EgoX: Egocentric Video Generation from a Single Exocentric Video
Taewoong Kang, Kinam Kim, Dohyeon Kim, Minho Park, Junha Hyung, Jaegul Choo
TL;DR
EgoX tackles exocentric-to-egocentric video generation from a single input by lifting the exocentric scene into a 3D representation to produce an egocentric prior, then fusing this with the exocentric stream inside a pretrained video diffusion model using a unified width-wise and channel-wise conditioning. A geometry-guided self-attention module biases attention toward geometrically corresponding regions, enabling coherent, high-fidelity egocentric outputs even under extreme viewpoint changes. The approach, trained with lightweight LoRA adaptations, demonstrates strong generalization to unseen scenes and in-the-wild data, outperforming state-of-the-art baselines on both image/object and video metrics, and is supported by extensive ablations. Limitations include reliance on egocentric pose inputs, with future work planned for automatic head-pose estimation to enable fully automatic generation.
Abstract
Egocentric perception enables humans to experience and understand the world directly from their own point of view. Translating exocentric (third-person) videos into egocentric (first-person) videos opens up new possibilities for immersive understanding but remains highly challenging due to extreme camera pose variations and minimal view overlap.

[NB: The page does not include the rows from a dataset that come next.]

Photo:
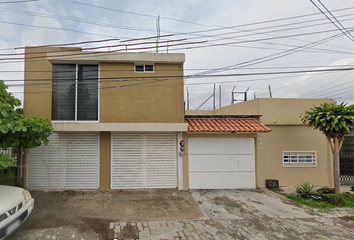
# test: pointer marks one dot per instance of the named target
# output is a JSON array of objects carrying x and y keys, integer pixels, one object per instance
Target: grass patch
[
  {"x": 310, "y": 202},
  {"x": 348, "y": 201},
  {"x": 347, "y": 218}
]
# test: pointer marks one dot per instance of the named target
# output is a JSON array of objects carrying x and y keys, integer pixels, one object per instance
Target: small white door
[
  {"x": 45, "y": 165},
  {"x": 127, "y": 161},
  {"x": 143, "y": 161},
  {"x": 221, "y": 163},
  {"x": 82, "y": 161}
]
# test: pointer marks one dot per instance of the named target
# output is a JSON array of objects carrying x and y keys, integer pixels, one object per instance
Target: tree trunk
[{"x": 336, "y": 171}]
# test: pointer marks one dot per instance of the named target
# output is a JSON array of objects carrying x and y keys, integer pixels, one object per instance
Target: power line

This task requires faithfully preserving visible content while synthesizing unseen regions in a geometrically consistent manner. To achieve this, we present EgoX, a novel framework for generating egocentric videos from a single exocentric input. EgoX leverages the pretrained spatio temporal knowledge of large-scale video diffusion models through lightweight LoRA adaptation and introduces a unified conditioning strategy that combines exocentric and egocentric priors via width and channel wise concatenation. Additionally, a geometry-guided self-attention mechanism selectively attends to spatially relevant regions, ensuring geometric coherence and high visual fidelity. Our approach achieves coherent and realistic egocentric video generation while demonstrating strong scalability and robustness across unseen and in-the-wild videos.